Obituary : Margot Hemingway

Click to follow
Margot Hemingway's father Jack once said, "If Ernest Hemingway had had a daughter, Margot is what he would have wanted. She's very womanly. She has a true capacity for suffering and for enjoying and for loving."

Her career as an actress and fashion model seemed inevitably shadowed by that of her grandfather, the author and literary legend Ernest Hemingway, who shot himself on 2 July 1961 while cleaning his gun: indeed the Hemingway family had seemed marked by suicide, Ernest's father, sister and brother also taking their own lives.

Margot Hemingway appeared to be bound for a brighter course, and in 1975, aged 19, after hanging around Hollywood as a wayward minder for George C. Scott's daughter Devon, she embarked on a career as a fashion model. Her career seemed to reach an apogee of sorts with appearances on the covers of both Time magazine and Vogue.

Her first agency, Wilhelmina Models, opined that the 6ft-tall beauty would never be a success until she shed 20lb and severely tweezed her eyebrows, but later the same year, after switching to the Eileen Ford Agency, Hemingway was selected as Faberge's "Fabulous Babe", the symbol of the company's new perfume, achieving the largest single solo fashion advertising contract to date.
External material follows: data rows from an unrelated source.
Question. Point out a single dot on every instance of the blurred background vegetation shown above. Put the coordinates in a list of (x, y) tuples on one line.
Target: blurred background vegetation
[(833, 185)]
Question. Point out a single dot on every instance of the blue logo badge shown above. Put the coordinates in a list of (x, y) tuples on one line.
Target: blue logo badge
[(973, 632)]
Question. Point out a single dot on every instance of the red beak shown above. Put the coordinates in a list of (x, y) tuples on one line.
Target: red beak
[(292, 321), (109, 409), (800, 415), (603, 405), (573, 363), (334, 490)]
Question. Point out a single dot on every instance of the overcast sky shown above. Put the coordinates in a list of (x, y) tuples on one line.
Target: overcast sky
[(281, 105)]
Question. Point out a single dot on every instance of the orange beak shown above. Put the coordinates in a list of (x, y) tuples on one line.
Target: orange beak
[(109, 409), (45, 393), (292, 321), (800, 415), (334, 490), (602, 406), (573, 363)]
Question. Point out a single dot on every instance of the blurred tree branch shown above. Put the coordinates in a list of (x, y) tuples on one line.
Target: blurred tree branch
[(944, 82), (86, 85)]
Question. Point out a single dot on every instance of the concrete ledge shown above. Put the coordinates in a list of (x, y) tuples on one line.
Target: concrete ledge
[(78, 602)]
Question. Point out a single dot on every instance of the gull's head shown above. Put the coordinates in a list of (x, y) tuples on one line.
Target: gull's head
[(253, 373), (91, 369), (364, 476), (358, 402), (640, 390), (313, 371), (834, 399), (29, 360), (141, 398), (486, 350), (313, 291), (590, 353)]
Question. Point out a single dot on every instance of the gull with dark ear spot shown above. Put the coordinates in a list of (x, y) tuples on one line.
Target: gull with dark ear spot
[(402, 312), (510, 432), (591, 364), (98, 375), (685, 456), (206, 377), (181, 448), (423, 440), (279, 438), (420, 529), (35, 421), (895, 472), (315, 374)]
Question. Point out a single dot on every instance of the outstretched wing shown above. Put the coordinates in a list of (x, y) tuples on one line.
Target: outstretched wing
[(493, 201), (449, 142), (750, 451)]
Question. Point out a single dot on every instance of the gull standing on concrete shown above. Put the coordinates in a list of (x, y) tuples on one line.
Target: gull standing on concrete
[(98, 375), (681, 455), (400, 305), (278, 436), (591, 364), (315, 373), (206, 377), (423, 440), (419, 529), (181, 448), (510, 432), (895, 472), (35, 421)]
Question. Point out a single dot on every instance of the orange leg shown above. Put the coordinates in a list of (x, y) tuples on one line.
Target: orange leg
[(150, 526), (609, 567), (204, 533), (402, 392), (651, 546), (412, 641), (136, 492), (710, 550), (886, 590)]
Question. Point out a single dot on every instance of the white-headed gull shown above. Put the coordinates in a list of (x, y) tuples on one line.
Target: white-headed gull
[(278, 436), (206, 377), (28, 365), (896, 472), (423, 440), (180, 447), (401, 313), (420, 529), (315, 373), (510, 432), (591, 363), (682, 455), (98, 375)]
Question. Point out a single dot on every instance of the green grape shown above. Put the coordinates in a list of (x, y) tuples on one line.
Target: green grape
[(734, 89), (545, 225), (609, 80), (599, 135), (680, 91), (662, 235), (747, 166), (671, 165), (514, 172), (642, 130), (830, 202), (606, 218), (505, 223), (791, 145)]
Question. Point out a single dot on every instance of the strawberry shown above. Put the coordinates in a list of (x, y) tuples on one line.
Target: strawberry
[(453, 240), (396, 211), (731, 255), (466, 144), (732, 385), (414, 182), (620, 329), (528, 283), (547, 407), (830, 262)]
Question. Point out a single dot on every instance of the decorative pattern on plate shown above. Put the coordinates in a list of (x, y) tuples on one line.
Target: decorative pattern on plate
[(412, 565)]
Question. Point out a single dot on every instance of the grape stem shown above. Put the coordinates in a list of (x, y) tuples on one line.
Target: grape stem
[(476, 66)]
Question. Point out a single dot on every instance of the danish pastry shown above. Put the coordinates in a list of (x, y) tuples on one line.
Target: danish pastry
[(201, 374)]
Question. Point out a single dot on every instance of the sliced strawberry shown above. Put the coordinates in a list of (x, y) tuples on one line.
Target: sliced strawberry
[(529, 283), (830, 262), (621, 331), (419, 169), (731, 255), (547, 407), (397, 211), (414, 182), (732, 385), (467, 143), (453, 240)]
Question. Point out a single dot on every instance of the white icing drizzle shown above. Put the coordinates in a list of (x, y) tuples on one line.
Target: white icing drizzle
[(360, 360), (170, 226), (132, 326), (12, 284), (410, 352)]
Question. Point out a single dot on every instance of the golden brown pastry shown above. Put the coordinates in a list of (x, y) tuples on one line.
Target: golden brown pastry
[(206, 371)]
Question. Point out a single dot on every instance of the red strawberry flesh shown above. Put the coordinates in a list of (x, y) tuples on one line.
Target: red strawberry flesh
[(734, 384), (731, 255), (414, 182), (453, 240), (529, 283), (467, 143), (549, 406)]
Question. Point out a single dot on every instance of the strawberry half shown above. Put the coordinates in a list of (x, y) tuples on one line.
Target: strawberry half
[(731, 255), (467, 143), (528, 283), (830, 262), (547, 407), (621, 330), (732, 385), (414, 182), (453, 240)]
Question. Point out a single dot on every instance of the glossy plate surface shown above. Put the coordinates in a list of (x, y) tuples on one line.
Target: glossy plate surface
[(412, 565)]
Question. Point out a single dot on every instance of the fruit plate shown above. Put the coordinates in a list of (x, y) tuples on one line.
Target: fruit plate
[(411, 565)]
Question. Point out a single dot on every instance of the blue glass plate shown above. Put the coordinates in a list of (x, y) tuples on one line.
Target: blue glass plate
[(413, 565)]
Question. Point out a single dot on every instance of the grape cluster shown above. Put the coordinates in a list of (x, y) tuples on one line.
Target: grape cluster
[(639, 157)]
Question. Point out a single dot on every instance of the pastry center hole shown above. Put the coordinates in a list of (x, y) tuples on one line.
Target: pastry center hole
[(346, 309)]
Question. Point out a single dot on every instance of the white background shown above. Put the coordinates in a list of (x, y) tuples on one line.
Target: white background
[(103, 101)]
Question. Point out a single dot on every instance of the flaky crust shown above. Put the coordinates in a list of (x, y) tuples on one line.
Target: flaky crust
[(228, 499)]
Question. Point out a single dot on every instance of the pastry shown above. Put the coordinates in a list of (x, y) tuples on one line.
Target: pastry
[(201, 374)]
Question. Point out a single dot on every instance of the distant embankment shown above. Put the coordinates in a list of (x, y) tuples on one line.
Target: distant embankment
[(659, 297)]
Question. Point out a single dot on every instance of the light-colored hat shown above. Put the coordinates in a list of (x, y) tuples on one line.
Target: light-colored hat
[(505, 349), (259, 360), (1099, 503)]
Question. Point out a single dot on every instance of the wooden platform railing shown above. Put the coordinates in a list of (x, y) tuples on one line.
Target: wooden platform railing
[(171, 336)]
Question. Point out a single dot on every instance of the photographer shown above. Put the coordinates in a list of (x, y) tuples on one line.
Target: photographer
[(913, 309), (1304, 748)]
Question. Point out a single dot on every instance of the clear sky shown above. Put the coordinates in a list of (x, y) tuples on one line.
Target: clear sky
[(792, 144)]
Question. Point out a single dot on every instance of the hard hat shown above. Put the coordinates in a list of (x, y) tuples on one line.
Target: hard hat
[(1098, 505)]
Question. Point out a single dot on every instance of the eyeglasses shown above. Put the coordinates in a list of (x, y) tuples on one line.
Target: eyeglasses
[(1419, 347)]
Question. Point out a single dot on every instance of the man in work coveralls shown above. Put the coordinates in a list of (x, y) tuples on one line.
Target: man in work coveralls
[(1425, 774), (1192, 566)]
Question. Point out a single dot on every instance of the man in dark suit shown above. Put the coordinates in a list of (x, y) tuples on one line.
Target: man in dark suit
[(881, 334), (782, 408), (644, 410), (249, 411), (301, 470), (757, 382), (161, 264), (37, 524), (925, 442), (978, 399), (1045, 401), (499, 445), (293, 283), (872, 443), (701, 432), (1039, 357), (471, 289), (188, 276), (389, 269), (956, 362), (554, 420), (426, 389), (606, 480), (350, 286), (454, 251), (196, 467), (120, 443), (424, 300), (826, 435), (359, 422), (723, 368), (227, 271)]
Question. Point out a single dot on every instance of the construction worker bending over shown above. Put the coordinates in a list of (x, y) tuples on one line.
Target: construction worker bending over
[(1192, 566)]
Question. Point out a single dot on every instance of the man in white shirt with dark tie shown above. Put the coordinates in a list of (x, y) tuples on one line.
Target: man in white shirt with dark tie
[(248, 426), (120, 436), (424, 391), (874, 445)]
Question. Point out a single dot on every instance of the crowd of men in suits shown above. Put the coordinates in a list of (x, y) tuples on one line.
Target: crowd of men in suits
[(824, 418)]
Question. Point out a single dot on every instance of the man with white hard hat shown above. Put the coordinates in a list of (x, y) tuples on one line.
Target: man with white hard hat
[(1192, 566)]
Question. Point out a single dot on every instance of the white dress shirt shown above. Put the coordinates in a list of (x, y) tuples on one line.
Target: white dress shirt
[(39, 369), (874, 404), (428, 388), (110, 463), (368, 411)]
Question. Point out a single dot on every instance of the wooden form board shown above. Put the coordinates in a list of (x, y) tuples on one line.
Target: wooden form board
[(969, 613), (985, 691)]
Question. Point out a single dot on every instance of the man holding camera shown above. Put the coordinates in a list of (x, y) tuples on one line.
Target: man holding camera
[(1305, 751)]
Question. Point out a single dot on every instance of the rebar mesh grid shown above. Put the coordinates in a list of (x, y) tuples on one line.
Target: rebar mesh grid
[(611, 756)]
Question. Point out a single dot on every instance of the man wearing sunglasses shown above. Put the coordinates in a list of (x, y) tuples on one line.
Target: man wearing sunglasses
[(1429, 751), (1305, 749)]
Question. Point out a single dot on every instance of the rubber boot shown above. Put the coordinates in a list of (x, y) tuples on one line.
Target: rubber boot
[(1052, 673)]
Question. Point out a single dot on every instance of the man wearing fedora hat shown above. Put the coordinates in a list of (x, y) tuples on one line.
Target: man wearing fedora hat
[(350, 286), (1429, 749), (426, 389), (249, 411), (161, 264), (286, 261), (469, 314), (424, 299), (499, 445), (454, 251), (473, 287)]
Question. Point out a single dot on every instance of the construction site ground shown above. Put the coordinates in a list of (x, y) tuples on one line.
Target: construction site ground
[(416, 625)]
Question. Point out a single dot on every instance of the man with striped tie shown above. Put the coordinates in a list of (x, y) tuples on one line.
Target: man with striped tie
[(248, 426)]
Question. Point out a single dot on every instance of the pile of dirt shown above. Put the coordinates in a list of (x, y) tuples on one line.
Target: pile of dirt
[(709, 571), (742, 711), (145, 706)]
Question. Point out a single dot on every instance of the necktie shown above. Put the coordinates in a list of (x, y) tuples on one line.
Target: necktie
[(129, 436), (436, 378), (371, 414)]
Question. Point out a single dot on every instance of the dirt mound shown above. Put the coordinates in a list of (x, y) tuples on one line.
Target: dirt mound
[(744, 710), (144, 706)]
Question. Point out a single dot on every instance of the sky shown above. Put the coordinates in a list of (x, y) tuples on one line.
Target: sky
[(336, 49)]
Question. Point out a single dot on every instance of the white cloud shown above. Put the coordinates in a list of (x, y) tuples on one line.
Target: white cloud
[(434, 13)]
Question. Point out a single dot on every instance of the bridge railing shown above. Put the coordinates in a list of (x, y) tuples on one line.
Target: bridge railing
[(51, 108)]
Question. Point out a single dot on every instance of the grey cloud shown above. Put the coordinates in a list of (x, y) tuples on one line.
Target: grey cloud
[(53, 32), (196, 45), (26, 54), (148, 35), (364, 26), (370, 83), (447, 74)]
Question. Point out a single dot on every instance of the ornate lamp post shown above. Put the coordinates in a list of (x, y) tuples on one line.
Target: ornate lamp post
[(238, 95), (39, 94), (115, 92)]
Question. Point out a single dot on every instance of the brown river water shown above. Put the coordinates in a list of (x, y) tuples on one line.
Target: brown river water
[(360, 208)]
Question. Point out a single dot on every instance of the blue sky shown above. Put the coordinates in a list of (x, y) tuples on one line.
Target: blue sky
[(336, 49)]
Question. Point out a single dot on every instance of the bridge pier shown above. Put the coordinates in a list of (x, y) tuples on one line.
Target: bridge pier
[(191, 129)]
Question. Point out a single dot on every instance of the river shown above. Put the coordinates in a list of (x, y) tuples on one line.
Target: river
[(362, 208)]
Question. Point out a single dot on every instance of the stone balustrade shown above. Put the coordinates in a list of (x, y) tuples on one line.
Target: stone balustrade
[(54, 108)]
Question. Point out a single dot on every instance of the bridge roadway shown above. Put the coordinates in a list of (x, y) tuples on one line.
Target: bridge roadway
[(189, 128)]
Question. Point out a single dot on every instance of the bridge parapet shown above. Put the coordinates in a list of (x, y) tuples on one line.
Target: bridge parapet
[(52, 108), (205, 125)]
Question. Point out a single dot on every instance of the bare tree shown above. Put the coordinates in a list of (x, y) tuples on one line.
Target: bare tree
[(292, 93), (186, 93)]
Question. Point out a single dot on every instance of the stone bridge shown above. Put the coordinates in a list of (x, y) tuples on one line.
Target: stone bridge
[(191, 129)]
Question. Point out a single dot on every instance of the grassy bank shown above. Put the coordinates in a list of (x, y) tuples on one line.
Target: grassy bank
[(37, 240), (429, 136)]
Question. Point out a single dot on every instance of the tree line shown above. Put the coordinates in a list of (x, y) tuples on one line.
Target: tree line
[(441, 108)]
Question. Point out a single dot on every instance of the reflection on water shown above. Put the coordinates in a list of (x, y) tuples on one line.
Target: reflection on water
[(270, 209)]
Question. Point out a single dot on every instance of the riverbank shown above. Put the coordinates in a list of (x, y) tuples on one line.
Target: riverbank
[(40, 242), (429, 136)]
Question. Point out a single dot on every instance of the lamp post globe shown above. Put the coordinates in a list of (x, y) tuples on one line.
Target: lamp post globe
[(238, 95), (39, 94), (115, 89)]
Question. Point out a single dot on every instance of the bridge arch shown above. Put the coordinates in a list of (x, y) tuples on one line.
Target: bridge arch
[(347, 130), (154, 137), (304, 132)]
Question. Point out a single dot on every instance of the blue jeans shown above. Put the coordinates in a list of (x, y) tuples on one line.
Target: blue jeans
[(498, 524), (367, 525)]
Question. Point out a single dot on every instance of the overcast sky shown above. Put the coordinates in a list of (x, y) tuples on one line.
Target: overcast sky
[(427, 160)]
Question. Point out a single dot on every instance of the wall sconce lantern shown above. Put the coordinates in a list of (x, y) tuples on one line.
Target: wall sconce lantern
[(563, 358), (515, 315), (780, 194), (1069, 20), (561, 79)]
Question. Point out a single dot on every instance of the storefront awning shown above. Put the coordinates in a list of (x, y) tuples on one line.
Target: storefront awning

Soon Margaux Hemingway's face was everywhere (she reportedly changed the spelling of her name from Margot to Margaux when she learned that her parents conceived her after drinking a bottle of Chateau Margaux). The New York fashion artist Joe Eula called her features "the photographer's ideal". She was certainly the face of the Seventies, and unsurprisingly, like many before her, she found her way into the movies, playing the leading role in a Dino De Laurentiis- Freddie Fields exploitation film, Lipstick (1976). Anne Bancroft co-stars in the expensive Paramount feature with a semblance of gloss, but it suffers from a particularly gruesome plot, involving Hemingway as a raped fashion model who blows away her assailant before he can go to work on her younger sister, played by Margaux's own younger sister Mariel, also making her screen debut.

Mariel's career went on to thrive and she later worked for such directors as Woody Allen and Bob Fosse, but Margaux languished after Lipstick. The film proved unfortunately that her thespian talents were limited, and her film career lurched downhill. She appeared in a Italian horror flick set in Brazil, called Killer Fish (1979), in which she was given fourth billing and appeared to have filmed her sequences in isolation from the other second-string movie stars (including former model Marisa Berenson). After that came such little-seen gems as They Call Me Bruce? (1982), a vehicle for the Korean comedian Johnny Yune, described by the critic Leonard Maltin as "unfunny [and] frequently obnoxious", and Over the Brooklyn Bridge (1984), second- billed as Elliott Gould's shiksa, who causes his family to refuse to loan him money to open a restaurant. The latter was her best screen part, and she looked good, but audiences stayed away, and it was back to cheap international exploiters like the Spanish film Killing Machine (1986) with Jorge Rivero and an elderly Lee Van Cleef and others of lesser ilk that barely surfaced, like Deadly Rivals (1992) and Love is Like That (1992).

After these unseen epics she changed her name back to the one she was born with, but she seemed a tormented soul, and reports started filtering through of drug problems and alcohol dependency. She had a spell in the Betty Ford Clinic, her weight rose to 14 stone, and in 1992 she made an unforgettable appearance on the BBC television programme Fighting Back, revealing her uphill struggle with bulimia and admitting to being "obsessed with death, as was my grandfather".

In January 1995 she was committed against her will to a psychiatric clinic after being rushed to hospital by Idaho police after a reported week of "bizarre and dangerous behaviour". She had returned from a self-seeking trip to India and had begun to believe she had healing powers, attempting to force the devil out of people's heads. Revelations of long-term epilepsy and a history of abuse as a child were laid bare to the public.

Margot Hemingway did leave a legacy as a result of her work, when the California legislature passed what became known as the "Margaux Hemingway Resolution No 109", prohibiting the mention of a rape victim's sexual history during trial. Thus the storyline of Lipstick had a resonance its creators could never have foreseen, and the Californian Bar Association duly presented Hemingway with a Citizenship Award in recognition of her role.

Tony Sloman

Margot Hemingway, actress and model: born Portland, Oregon 1 February 1955; married 1975 Errol Wetson (marriage dissolved 1978), secondly Baron Bernard Foucher (marriage dissolved); died Santa Monica, California c30 June 1996.